Le manque de confiance dans les banques que Josh Taylor identifie n’est pas susceptible de s’améliorer avec le placement de l’Afrique du Sud sur la « liste grise » des pays qui n’ont pas réussi à arrêter le flux de capitaux illicites. Voilà le pays placé aux côtés de pays traditionnellement plus risqués comme le Burkina Faso, le Mali, le Sénégal et l’Ouganda ; cette décision risque de mettre en péril les entrées de capitaux étrangers. Et elle augmente également les coûts de mise en conformité pour les banques, les obligeant à entreprendre des processus de diligence raisonnable et de lutte contre le blanchiment d’argent plus rigoureux.

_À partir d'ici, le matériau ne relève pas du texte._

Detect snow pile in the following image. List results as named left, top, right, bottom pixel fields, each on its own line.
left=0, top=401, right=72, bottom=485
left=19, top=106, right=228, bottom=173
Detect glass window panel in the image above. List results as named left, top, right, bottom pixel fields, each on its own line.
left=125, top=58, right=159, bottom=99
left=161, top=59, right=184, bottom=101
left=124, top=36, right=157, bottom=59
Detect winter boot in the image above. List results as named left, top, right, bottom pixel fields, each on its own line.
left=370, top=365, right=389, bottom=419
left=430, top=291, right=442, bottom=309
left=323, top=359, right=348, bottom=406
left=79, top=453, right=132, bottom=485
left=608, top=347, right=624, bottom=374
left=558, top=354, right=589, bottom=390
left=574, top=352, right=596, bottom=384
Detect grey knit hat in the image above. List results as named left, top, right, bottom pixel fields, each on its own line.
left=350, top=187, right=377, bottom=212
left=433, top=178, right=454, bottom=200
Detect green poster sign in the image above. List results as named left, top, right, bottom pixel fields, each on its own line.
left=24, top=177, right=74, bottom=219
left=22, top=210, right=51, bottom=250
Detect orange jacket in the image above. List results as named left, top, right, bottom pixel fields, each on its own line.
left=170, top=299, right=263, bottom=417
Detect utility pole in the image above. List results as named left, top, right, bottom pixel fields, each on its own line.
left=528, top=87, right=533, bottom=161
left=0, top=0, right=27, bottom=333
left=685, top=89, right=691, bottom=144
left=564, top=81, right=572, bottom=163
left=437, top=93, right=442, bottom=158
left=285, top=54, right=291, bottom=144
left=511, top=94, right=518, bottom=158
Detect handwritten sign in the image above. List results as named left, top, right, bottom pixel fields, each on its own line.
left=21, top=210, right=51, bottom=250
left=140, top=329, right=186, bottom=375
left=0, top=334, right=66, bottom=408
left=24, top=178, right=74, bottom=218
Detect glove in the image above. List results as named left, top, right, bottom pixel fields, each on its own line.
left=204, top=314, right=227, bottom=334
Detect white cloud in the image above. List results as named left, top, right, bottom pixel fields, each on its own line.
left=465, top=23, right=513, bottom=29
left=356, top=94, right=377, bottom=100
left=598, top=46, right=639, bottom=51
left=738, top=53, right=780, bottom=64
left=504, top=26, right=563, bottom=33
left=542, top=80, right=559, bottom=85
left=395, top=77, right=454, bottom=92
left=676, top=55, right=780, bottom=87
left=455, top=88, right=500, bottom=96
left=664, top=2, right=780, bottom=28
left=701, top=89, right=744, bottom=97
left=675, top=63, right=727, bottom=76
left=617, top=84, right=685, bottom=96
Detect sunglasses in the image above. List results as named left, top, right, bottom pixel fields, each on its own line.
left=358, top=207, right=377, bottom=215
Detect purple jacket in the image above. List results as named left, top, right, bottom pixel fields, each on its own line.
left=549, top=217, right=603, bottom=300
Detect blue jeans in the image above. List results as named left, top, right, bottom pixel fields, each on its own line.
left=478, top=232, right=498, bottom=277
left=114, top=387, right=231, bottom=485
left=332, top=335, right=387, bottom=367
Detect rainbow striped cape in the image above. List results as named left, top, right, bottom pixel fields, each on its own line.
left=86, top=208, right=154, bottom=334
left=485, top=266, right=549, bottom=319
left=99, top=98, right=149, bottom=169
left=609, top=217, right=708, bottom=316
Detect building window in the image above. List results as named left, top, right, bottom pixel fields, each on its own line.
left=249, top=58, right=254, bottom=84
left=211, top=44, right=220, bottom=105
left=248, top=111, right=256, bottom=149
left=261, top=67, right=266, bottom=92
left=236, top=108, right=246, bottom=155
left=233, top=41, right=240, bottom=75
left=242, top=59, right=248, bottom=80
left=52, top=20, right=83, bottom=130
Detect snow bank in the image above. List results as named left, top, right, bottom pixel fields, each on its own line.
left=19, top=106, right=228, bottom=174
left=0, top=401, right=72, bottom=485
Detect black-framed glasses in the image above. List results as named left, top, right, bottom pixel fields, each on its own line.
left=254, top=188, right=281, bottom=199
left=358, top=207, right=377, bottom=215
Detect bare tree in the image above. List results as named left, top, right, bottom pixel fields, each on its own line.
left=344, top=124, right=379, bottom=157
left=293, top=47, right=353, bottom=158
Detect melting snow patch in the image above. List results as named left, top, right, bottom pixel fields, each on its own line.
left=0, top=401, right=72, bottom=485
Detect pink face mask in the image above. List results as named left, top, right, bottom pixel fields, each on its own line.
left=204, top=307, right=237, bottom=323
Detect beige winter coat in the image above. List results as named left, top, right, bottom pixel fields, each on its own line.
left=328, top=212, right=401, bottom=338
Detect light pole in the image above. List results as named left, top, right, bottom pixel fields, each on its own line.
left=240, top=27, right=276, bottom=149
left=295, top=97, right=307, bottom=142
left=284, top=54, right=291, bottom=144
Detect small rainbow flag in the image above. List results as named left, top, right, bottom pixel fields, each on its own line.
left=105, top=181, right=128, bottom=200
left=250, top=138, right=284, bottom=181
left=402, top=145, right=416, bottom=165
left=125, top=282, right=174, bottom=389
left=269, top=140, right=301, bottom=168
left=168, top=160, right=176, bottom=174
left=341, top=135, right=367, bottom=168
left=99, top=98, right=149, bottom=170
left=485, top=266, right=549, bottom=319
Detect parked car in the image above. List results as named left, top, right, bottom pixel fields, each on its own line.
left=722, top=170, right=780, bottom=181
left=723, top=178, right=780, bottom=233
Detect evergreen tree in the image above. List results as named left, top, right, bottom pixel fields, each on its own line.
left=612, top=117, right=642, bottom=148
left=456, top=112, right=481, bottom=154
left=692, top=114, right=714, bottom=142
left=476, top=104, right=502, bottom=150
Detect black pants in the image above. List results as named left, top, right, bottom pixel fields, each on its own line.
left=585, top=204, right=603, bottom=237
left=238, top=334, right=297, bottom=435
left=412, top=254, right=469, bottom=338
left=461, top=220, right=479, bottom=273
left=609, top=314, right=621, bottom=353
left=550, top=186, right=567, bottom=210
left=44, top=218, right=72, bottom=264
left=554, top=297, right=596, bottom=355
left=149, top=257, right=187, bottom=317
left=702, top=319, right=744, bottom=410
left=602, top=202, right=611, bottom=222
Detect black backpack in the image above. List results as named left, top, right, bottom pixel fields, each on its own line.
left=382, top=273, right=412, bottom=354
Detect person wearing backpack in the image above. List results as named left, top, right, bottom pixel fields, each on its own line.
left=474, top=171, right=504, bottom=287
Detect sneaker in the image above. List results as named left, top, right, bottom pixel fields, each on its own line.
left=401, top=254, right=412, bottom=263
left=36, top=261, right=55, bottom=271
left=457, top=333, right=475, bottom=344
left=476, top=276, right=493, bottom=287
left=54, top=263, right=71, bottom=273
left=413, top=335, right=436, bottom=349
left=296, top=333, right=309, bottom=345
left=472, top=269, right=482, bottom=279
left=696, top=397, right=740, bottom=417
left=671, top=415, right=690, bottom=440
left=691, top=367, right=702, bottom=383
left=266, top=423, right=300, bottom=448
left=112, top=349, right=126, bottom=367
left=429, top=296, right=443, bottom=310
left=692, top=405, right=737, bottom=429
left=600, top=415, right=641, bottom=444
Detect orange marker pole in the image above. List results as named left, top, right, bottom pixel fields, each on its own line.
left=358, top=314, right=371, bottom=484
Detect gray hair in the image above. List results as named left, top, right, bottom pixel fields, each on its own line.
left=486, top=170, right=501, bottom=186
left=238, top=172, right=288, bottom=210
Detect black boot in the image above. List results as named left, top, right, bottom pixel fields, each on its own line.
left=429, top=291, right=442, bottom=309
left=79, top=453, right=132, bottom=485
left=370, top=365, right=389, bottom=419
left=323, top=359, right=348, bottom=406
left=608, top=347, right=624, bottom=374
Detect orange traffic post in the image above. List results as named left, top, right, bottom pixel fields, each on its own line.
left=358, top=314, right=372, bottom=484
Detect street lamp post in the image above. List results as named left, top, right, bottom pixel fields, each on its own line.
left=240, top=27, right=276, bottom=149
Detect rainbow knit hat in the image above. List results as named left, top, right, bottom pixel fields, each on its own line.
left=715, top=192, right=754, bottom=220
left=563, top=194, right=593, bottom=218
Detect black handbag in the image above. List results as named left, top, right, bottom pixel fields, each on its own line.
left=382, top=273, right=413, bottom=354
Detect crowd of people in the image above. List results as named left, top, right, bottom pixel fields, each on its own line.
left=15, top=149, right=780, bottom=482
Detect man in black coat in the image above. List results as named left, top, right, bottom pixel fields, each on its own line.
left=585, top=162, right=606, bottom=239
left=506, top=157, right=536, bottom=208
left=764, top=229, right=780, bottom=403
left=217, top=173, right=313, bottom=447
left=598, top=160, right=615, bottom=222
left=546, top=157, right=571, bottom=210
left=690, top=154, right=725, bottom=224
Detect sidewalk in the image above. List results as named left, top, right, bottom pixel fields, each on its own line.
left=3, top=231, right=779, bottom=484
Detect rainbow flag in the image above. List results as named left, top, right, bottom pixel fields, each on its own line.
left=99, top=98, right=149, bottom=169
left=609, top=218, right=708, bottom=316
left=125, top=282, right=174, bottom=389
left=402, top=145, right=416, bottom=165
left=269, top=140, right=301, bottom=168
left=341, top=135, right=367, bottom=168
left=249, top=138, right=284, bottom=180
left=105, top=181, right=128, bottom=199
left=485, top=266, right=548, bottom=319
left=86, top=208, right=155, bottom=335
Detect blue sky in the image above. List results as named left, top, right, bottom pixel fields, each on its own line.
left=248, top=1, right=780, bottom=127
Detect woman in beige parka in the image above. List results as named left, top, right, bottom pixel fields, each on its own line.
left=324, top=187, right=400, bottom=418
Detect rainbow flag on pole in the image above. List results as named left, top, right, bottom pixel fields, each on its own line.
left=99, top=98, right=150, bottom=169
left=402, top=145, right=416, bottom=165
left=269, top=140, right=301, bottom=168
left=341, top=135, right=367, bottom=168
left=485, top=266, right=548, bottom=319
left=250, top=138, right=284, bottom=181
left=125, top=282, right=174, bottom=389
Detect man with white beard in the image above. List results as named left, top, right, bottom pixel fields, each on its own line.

La hausse des taux d’intérêt à la rescousse
Sur le plan macroéconomique, les nouvelles ne sont pas toutes mauvaises pour les banques sud-africaines. En réponse à la hausse de l’inflation, la SARB a relevé les taux d’intérêt à huit reprises consécutives. Depuis le début du cycle de resserrement monétaire de la banque centrale en novembre 2021, la SARB a ajouté un total de 375 points de base au taux d’intérêt, qui s’établit désormais à 7,25 %. Dans la limite du raisonnable, des taux d’intérêt plus élevés profitent aux banques car elles sont en mesure d’obtenir des rendements plus élevés sur leurs prêts, ce qui stimule les revenus et la rentabilité.

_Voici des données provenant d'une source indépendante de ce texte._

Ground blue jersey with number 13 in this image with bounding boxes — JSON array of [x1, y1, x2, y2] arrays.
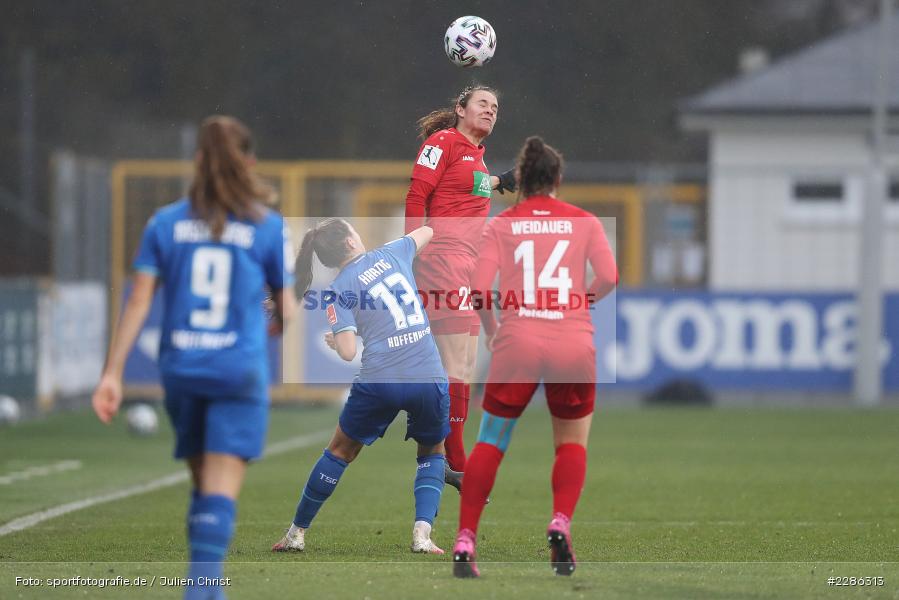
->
[[327, 236, 445, 382]]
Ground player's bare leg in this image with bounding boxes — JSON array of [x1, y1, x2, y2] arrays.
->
[[200, 452, 248, 499], [326, 424, 364, 463], [186, 455, 204, 518], [187, 455, 204, 491], [547, 414, 592, 575]]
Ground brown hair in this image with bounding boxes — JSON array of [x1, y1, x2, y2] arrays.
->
[[516, 136, 563, 199], [417, 85, 499, 140], [295, 218, 355, 296], [188, 115, 274, 239]]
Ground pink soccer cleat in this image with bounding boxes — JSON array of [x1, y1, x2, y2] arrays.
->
[[452, 528, 480, 578], [547, 512, 576, 576]]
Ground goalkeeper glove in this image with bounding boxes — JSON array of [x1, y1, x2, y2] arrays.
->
[[496, 168, 517, 194]]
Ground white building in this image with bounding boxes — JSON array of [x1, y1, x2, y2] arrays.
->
[[681, 16, 899, 291]]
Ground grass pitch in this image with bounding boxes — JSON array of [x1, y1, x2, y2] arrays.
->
[[1, 403, 897, 599]]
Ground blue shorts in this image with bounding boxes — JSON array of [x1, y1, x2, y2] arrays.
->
[[339, 381, 450, 446], [163, 379, 269, 461]]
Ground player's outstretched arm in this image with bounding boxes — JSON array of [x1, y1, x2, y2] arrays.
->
[[332, 330, 357, 361], [404, 179, 435, 234], [92, 272, 157, 424], [406, 226, 434, 254]]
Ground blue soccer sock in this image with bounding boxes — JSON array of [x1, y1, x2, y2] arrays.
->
[[185, 494, 235, 600], [414, 454, 445, 525], [293, 449, 348, 529]]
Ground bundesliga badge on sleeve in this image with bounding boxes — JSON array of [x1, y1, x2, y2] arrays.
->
[[417, 145, 443, 170]]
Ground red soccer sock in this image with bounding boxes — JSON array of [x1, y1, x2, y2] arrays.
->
[[445, 378, 468, 471], [551, 443, 587, 519], [458, 442, 504, 535]]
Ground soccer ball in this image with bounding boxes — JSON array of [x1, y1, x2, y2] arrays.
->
[[126, 403, 159, 436], [444, 16, 496, 67], [0, 395, 20, 426]]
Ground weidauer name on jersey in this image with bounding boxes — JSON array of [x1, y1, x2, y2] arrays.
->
[[510, 220, 573, 235]]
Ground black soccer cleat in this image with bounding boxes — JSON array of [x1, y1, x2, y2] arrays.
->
[[444, 462, 464, 493]]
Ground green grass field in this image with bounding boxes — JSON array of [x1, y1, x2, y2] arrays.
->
[[1, 404, 898, 599]]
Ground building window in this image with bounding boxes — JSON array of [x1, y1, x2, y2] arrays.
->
[[888, 179, 899, 202], [792, 181, 844, 203], [784, 176, 860, 225]]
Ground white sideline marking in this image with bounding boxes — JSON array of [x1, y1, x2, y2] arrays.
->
[[0, 430, 330, 537], [0, 460, 82, 485]]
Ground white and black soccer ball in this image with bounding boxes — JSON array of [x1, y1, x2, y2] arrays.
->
[[445, 16, 496, 67], [0, 395, 21, 426], [126, 403, 159, 436]]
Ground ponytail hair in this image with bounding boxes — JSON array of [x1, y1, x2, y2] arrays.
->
[[294, 218, 354, 296], [417, 84, 500, 139], [189, 115, 274, 239], [516, 136, 563, 199]]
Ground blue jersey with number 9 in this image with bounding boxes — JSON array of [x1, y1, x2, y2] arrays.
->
[[327, 236, 445, 383], [133, 198, 293, 396]]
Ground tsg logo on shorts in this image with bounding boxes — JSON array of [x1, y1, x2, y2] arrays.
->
[[416, 145, 443, 170]]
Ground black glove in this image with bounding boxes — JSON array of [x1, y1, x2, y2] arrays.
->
[[496, 168, 517, 194]]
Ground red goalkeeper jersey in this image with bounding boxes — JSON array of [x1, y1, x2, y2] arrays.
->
[[410, 128, 491, 257], [472, 195, 618, 334]]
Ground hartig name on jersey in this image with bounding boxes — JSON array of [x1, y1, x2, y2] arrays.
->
[[357, 259, 393, 285], [510, 220, 573, 235]]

Un récent rapport de Fitch Ratings souligne la résilience dont ont fait preuve les banques, en Afrique du Sud et sur tout le continent, au cours des deux dernières années. Toutefois, l’agence de crédit précise que le tableau s’assombrit pour le secteur en raison de l’« affaiblissement des États souverains africains et des risques de contagion importants pour les banques ». Les risques pour les banques sud-africaines en 2023 sont certainement multiples. L’instabilité politique est élevée, encourageant une plus grande volatilité des marchés et dissuadant les étrangers de s’engager dans le secteur bancaire sud-africain. Les prévisions de croissance du PIB ont été revues à la baisse. L’inflation élevée, la hausse des taux d’intérêt et la dépréciation du rand sud-africain risquent de rendre les choses plus difficiles pour les consommateurs et les entreprises sud-africaines, ce qui freinera l’activité économique et la demande de services financiers.